Des mili­tants Insoumis refusent de voir leurs noms figu­rer aux côtés du PS dans le Printemps isérois

Des mili­tants Insoumis refusent de voir leurs noms figu­rer aux côtés du PS dans le Printemps isérois

FLASH INFO — Le Printemps isé­rois sera-t-il ora­geux ? Après avoir sévè­re­ment cri­ti­qué l’u­nion des gauches face au pré­sident sor­tant du Département de l’Isère, Stéphane Gemmani laisse fui­ter via sa page Facebook un mail interne de la France Insoumise. Sa teneur ? Certains insou­mis n’ap­pré­cient pas (du tout) la pré­sence du Parti socia­liste au sein du mouvement.

La nou­velle n’a rien d’i­né­dite : alors que le Printemps isé­rois publiait son appel et les noms de ses signa­taires, LFI se fen­dait d’un com­mu­ni­qué pour dénon­cer la pré­sence d’André Vallini parmi les sou­tiens au mou­ve­ment. Son crime ? Avoir (notam­ment) été ministre de François Hollande, puis avoir créé un think-tank pro-Macron. De quoi déplaire aux Insoumis, qui n’ex­clut pas de pré­sen­ter un can­di­dat face au socialiste.

Des insoumis refusent de figurer aux côtés de socialistes au sein du Printemps Isérois. DR

Des insou­mis refusent de figu­rer aux côtés de socia­listes au sein du Printemps Isérois. DR

Mais le com­mu­ni­qué ne suf­fit pas, jugent les insou­mis.
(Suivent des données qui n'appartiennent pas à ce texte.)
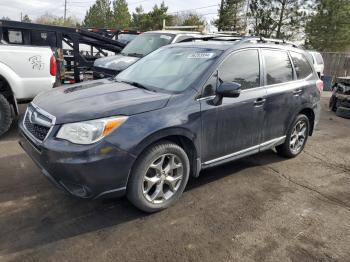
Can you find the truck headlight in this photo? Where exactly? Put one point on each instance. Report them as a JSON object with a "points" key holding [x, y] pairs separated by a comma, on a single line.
{"points": [[89, 132]]}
Après avoir été consul­tés en amont, ceux-ci indiquent : « Nous avons été plu­sieurs à répondre expres­sé­ment que nous refu­sions caté­go­ri­que­ment que nos signa­tures figurent à côté de celles d’un ancien ministre de Valls et Cazeneuve, ancien défen­seur du Center Parcs de Roybon, ancien pré­sident du Département ». Les noms figurent pour­tant bel et bien dans l’ap­pel, tel que dif­fusé à la presse*. Sans que les prin­ci­paux inté­res­sés sachent d’où pro­vient la décision.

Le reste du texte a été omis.